>
>
Uber adopts Amazon Trainium and Inferentia AI chips in AWS, breaking from NVIDIA GPU reliance

News
Uber adopts Amazon Trainium and Inferentia AI chips in AWS, breaking from NVIDIA GPU reliance
Disruption snapshot
AWS is moving real AI workloads onto its own chips via Uber. That lowers reliance on NVIDIA and shifts AI infrastructure economics inside Amazon.
Winners: Amazon and large cloud customers cutting compute costs. Losers: NVIDIA and GPU-dependent suppliers losing pricing power and default status.
Watch enterprise adoption of Trainium and Inferentia. Track named production deployments and third-party benchmarks proving cost-performance can compete with NVIDIA systems.
Amazon (AMZN) and Uber (UBER) have a Disruption Score of 2.
Uber (UBER) is shifting a meaningful share of its AI workloads onto Amazon’s (AMZN) in-house Trainium and Inferentia chips, a move that matters far beyond one customer’s cloud bill.
A global platform is putting real production AI work onto Amazon-designed silicon inside AWS, showing that high-stakes workloads can run somewhere other than NVIDIA’s default stack. The broader backdrop is that Amazon’s AI ambitions are expanding on multiple fronts, including reported talks around a $50 billion OpenAI investment.
Amazon is offering large customers a cheaper path for training and inference. That is true, but it undersells what changed here. When AWS supplies the cloud, the software layer, and the chips, Amazon gains more control over the economics and roadmap of AI infrastructure. That kind of vertical integration can be powerful, but it also raises the stakes on execution and reliability, especially as Amazon faces scrutiny over issues such as cloud outages linked to internal AI coding tools.
Three forces make this shift important
First, cost. Amazon has been pushing Trainium and Inferentia as lower-cost alternatives for AI training and inference, and Uber’s decision gives that pitch real weight. At Uber’s scale, small improvements in price-performance can move margins. If AWS can deliver acceptable performance at lower cost on its own chips, it keeps more of the value inside its own stack instead of passing a large share to NVIDIA.
Second, bargaining power. For years, cloud providers largely served as channels for NVIDIA’s hardware. AWS is changing that equation by becoming both the cloud platform and the chip supplier. That gives Amazon more room to shape pricing, capacity, and integration around its own infrastructure. It also gives customers another option when GPU supply is tight or NVIDIA pricing is hard to swallow. That does not erase NVIDIA’s advantage, but it does chip away at the dependency that helped preserve its pricing power.
Third, market psychology.
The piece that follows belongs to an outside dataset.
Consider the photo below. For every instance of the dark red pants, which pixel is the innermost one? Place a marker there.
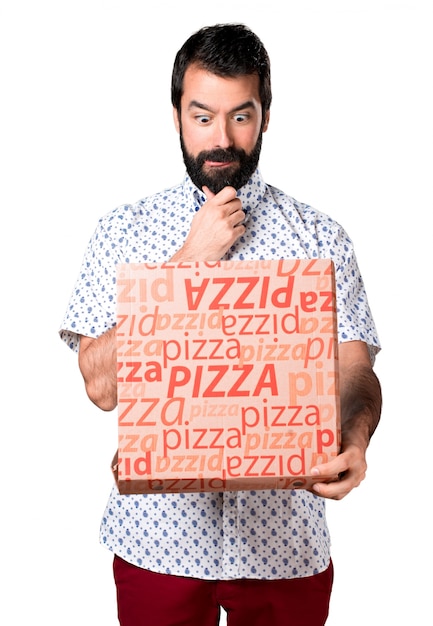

Enterprise technology markets run on defaults, and in AI the default has been simple: buy NVIDIA. Uber’s move creates a concrete counterexample. This was a production decision by a company with large-scale, live AI needs. Uber’s relationship with Amazon is also becoming relevant in other areas of the business, including plans to use the Uber platform to launch Zoox robotaxis across the U.S.. That alone will influence procurement discussions, RFPs, and architecture reviews across large companies already looking for lower-cost compute or more predictable supply.
This does not mean Amazon’s chips now match NVIDIA across the board. NVIDIA’s H100 and newer systems remain the standard for many cutting-edge and general-purpose AI workloads, especially where peak performance, software maturity, and broad model support matter most. Uber’s shift is better read as proof that the market is opening, not as proof that NVIDIA has lost the crown.
If AWS can persuade more major customers to run meaningful workloads on Trainium and Inferentia, Amazon captures more of the AI value chain itself: the infrastructure, the integration, the customer relationship, and more of the margin. Uber is a real-world proof point that this model can move beyond theory.
What to watch next
Three signals will show whether this is an isolated win for AWS or the start of a broader shift.
First, watch for follow-on customers. If other large-scale companies move production AI workloads onto Trainium or Inferentia, that would show Uber is not a one-off. Named deployments matter more than pilot programs.
Second, watch for independent performance evidence. AWS has made the economic case for its chips, but third-party benchmarks, customer case studies, and audited enterprise results will matter more than vendor claims. The key question is simple: do these chips deliver strong enough price-performance on real workloads to justify switching?
Third, watch NVIDIA’s behavior. If NVIDIA starts adjusting pricing, bundling more aggressively with cloud partners, or moving faster to defend hyperscaler relationships, that would suggest the pressure is real. Supplier strategy often reveals competitive stress before market share data does.
Uber’s decision does not break NVIDIA’s hold on AI infrastructure. It does show that the hold is finally being tested in production by a customer that matters. If more enterprises follow, the AI stack becomes less dependent on a single chip supplier and more controlled by the hyperscalers that run the cloud. That would reshape where power and profit sits in AI.
Amazon (AMZN) and Uber (UBER) have a Disruption Score of 2.